Overall, the deal would add about $140 billion to the federal deficit over 10 years (California Healthline, 3/20).
Reaction
President Obama applauded the bipartisan deal, negotiated by House Speaker John Boehner (R-Ohio) and House Minority Leader Nancy Pelosi (D-Calif.), saying, "This is how Congress is supposed to work" (New York Times, 3/26). Obama on Wednesday said he is ready to sign bipartisan legislation to permanently replace the SGR formula (American Health Line, 3/26).
Meanwhile, Boehner said the deal is evidence of what lawmakers "can accomplish when we're focused on finding common ground" (Hughes, Wall Street Journal, 3/26). He added, "This will be the first real entitlement reform that we've seen in nearly two decades. And that's a big win for the American people" (Howell, Washington Times, 3/26).
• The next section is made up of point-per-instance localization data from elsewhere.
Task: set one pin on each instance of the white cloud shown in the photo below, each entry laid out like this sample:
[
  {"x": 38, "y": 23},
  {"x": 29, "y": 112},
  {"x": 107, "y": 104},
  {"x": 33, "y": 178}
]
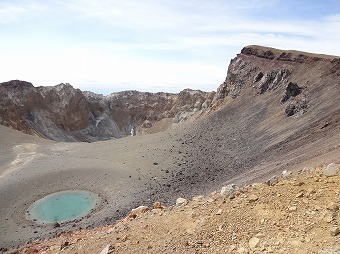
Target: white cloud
[
  {"x": 149, "y": 44},
  {"x": 10, "y": 12}
]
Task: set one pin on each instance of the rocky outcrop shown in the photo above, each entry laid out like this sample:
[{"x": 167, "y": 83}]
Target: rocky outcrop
[
  {"x": 64, "y": 113},
  {"x": 261, "y": 70}
]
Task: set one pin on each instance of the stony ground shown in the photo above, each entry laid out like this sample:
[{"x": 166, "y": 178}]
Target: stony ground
[{"x": 296, "y": 214}]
Separately, Marilyn Moon, a health economist and former Medicare trustee, said the deal will have wide-reaching implications if enacted. She noted, "If doctors respond to the incentives in this bill, they will have to change the way they do business. Now doctors get paid more if they do more. In the future, they will be paid more if they do it better -- and may be paid more for doing less" (New York Times, 3/26).
Pelosi also called the measure "transformative in how it rewards the value not the volume" of health care services.
Provider groups also applauded the House vote. Halee Fischer-Wright, president and CEO of the Medical Group Management Association, said in a statement that the House "has voted to remove the dark cloud of financial uncertainty over physician group practices."
Robert Wah, president of the American Medical Association, said the measure "supports innovative new delivery and payment models that will help improve care quality, health outcomes and lower costs," while "also assur[ing] access to care for children, low-income individuals and families by extending funds for [CHIP] and community health centers."
Senate Will Not Consider Measure Until After Recess
The House vote sends the bill to the Senate for consideration (Frank et al., Modern Healthcare, 3/26).
Both the House and Senate will need to approve an SGR replacement measure before Congress adjourns for recess and when the current "doc fix" expires at the end of March to avoid scheduled automatic payment cuts. Physicians face about a 21% reduction in Medicare reimbursement rates unless Congress acts by April 1 (California Healthline, 3/25).
However, Senate Republican and Democratic leaders said early today that they would not consider the measure until they return from recess on April 13. Senate Majority Leader Mitch McConnell (R-Ky.) said the delay would not affect providers because of the normal lag time in claims processing. He noted that the chamber will consider the bill "very quickly when we get back," adding, "I think there's every reason to believe it's going to pass the Senate by a very large majority" (Lawder, Reuters, 3/27).
Meanwhile, Senate Minority Leader Harry Reid (D-Nev.) expressed disappointment that the Senate would not consider the bill before adjourning for recess. He said, "I understand it's late, whatever day it is. We're willing to move forward, I'm disappointed that we may not [be] able to get it done tonight" (Carney, "Floor Action," The Hill, 3/27).
Still, some senators expressed caution about pushing the measure through too quickly. Sen. Jeff Sessions (R-Ala.) in a floor speech on Thursday said, "Why would we allow this to pass through so fast? Let's do a short-term fix again. But this time let's do a permanent fix, one that's responsible, one that's grown-up, one that's paid for, not just one that adds more debt to the credit card of America" (Demko, Modern Healthcare, 3/26).